Strange things happen already in very simple situations.
Here is an example how inclusion monotony can fail in finite-precision
midrad arithmetic.
For simplicity, it is illustrated for an underlying
arithmetic with base 10 and just two significant decimal digits,
and rounding to nearest, if ties are broken randomly or towards even
(but also with rounding towards infinity). One can easily create similar
situations with binary arithmetic and more significant digits.
Let xx=(0+-1.5). Then
xx + (2+-0) = (2+-1.5)
without overestimation, since the result is exactly representable.
The infsup form of the result is [0.5,3.5].
Upon splitting the box xx in the middle, we get two intervals
yy=(0.75+-0.75) and zz=(-0.75+-0.75); again without overestimation.
Now if we perform the same operation with yy in place of xx, we get
in exact arithmetic
yy + (2+-0) = (2.75+-0.75),
but due to the finite precision, this may be rounded outward to
(2.8+-0.80).
The infsup form of the result is [2.0,3.6], which is _not_
contained in [0.5,3.5].
Thus finite-precision midrad addition need not be inclusion monotone,
although the enclosure property is not violated.
It is a matter of judgment whether this is deemed acceptable.
In this example, one could redeem the situation by rounding towards
zero. But currently no theory exists to ensure the absence of similar
issues in other examples, or for other operations or elementary
functions.
I can only point out the dangers that I can see, and there are not
few of them....
Upon splitting yy again in the middle, we get in exact arithmetic the
two intervals aa=(0.375+-0.375) and bb=(1.125+-0.375).
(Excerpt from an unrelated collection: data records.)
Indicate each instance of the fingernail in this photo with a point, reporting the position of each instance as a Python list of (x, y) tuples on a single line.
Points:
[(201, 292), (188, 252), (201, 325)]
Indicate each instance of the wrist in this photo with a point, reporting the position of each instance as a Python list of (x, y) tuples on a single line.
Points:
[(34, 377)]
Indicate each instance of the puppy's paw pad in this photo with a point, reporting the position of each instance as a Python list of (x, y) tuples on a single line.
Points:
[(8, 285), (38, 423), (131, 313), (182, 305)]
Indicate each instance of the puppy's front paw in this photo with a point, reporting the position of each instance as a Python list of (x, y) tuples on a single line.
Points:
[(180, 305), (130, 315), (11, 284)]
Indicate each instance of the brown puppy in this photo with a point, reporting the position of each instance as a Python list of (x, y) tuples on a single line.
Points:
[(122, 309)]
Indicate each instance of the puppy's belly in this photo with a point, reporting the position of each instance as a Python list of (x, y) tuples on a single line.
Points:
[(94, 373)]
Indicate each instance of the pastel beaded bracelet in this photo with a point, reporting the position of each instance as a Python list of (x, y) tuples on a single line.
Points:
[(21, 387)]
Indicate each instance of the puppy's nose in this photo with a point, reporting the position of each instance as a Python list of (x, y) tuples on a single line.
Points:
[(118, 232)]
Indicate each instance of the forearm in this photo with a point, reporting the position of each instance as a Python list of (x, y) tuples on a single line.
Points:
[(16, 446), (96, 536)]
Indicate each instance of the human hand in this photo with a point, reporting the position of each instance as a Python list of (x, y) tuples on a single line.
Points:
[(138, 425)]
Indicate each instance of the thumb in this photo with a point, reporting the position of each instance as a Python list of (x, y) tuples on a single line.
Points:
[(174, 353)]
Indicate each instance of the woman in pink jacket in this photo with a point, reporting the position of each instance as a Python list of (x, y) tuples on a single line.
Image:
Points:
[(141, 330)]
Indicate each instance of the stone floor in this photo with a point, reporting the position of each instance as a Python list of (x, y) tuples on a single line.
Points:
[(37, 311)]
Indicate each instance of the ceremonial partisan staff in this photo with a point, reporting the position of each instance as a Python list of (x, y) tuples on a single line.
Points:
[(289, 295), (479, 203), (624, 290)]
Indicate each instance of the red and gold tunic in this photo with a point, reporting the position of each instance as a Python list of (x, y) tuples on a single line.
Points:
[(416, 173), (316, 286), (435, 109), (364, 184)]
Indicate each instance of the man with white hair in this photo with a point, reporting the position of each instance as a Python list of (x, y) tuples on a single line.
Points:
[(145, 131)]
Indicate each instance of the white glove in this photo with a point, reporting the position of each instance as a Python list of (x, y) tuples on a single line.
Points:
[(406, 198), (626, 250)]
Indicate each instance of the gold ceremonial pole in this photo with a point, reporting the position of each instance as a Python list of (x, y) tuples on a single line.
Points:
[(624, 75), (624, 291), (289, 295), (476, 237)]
In
finite-precision arithmetic, this becomes
AA=(0.38+-0.38), BB=(1.1+-0.38).
Due to the overestimation, a branch and-bound process will handle twice
all numbers in [0.72,0.76] both in the AA branch and in the BB branch.
Note that with the radius represented by few bits only, wide intervals
such as [0.72,0.74] with this ''doubled'' behavior are likely to occur
in similar examples even when midpoints are representable with high
accuracy.
In higher dimensions, this effect may lead to an artificial exponential
explosion of the work.
It is again a matter of judgment whether this is deemed acceptable.
In my judgment, it is not.
In any case, standardizing midrad
-- without an adequate prior support through extensive experience
with a midrad implementation and a theoretical analysis of the
properties in finite-precision arithmetic --
means buying a pig in a poke.
It is _very_ difficult to predict in advance all possible such
anomalies.
Thus whatever the standard would be specify on midrad behavior
might later turn out to have unwanted consequences.
But a standard should increase the safety of use, and not invite
unpredictability of its consequences.
It is simply a decade too early to standardize midrad behavior.